Theatergoers leaving a celebrated revival of Kramer’s “The Normal Heart” in 2011 were greeted by the playwright himself, deep in his 70s by then, handing out leaflets outside the Broadway theater demanding they do more to stop AIDS.
“Please know that AIDS is a worldwide plague. Please know there is no cure,” the leaflets read.

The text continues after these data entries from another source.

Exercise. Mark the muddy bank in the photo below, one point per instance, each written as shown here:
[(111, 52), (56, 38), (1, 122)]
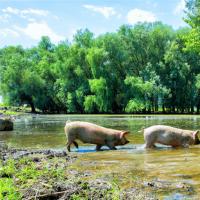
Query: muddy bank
[(47, 174)]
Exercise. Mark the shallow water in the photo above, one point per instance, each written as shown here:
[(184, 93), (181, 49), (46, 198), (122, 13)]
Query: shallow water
[(172, 173)]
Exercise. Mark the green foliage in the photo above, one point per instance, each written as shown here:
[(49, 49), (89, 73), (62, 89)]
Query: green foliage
[(140, 68), (134, 105)]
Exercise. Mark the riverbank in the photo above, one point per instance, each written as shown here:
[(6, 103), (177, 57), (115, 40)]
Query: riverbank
[(49, 174)]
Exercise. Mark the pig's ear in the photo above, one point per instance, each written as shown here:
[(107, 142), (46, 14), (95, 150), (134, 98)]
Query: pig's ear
[(195, 133), (123, 133)]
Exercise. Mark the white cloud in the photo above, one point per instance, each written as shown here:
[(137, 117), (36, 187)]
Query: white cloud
[(24, 13), (35, 30), (105, 11), (180, 7), (7, 32), (137, 15), (4, 17)]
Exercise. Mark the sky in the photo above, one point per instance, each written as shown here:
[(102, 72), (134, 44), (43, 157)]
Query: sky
[(24, 22)]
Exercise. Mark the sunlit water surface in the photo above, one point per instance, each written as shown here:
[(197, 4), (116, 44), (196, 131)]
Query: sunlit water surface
[(173, 168)]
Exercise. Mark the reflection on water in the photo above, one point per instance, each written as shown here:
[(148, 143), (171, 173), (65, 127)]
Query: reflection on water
[(177, 169)]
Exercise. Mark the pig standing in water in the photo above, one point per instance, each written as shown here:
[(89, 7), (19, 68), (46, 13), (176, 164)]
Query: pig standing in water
[(94, 134), (168, 135)]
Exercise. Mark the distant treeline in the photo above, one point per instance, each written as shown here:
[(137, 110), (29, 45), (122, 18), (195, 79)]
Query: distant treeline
[(144, 68)]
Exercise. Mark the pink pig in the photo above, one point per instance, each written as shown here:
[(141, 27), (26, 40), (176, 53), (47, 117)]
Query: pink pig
[(94, 134), (168, 135)]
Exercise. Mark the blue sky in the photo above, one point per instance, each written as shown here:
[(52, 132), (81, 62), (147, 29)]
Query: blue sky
[(25, 21)]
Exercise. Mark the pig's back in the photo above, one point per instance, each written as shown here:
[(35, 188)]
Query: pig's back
[(87, 132), (162, 129)]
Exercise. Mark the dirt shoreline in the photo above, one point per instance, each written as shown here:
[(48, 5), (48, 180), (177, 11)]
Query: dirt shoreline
[(48, 175)]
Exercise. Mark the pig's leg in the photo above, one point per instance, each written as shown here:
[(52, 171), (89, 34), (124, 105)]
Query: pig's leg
[(68, 146), (149, 145), (111, 145), (76, 144), (98, 147)]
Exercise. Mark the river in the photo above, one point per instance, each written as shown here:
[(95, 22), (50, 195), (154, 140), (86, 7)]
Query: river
[(174, 173)]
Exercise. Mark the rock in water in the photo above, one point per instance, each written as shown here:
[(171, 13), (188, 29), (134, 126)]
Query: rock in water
[(6, 124)]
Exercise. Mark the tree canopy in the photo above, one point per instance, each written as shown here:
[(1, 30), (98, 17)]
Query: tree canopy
[(148, 67)]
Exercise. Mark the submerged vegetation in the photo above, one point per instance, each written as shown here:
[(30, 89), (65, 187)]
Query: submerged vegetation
[(148, 67)]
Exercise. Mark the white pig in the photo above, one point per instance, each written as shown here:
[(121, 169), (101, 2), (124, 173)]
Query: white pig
[(94, 134), (168, 135)]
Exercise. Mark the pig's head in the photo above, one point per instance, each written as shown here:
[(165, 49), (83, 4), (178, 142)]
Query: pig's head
[(122, 139), (195, 137)]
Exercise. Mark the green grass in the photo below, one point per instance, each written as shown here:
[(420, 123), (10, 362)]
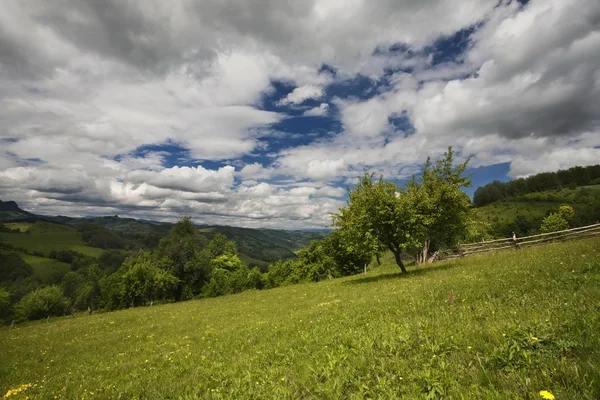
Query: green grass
[(536, 205), (46, 270), (44, 236), (497, 326), (21, 226)]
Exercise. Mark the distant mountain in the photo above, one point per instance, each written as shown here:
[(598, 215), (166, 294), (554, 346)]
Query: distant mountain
[(10, 211), (257, 247)]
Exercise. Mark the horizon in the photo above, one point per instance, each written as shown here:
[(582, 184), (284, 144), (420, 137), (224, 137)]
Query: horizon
[(258, 115)]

That same year, Kramer found time to help the American Foundation for Equal Rights mount their play “8” on Broadway about the legal battle over same-sex marriage in California. “I don’t believe much acting is required other than being fervent and I’m pretty good at that,” he joked to The Associated Press.
Kramer, whose angry voice and pen raised consciousness about AIDS and roused thousands to action, died Wednesday at 84. His art was often as blunt as his anger, but his dedication was unwavering.
“There’s so many things I still want to do and there are so many fights still to win. I try to concentrate on that,” he said. “The fight’s never over.”
One of his last projects was the two-volume “The American People,” which chronicled the history of gay people in America. It took him decades to write. “I just think it’s so important that we know our history — the history of how badly we’re treated and how hard we have to fight to get what we deserve, which is equality,” he said.
Kramer founded the AIDS Coalition to Unleash Power, or ACT UP, lost his lover to acquired immune deficiency syndrome in 1984 and was himself infected with the virus that causes it. He also suffered from hepatitis B, and in 2001, received a liver transplant.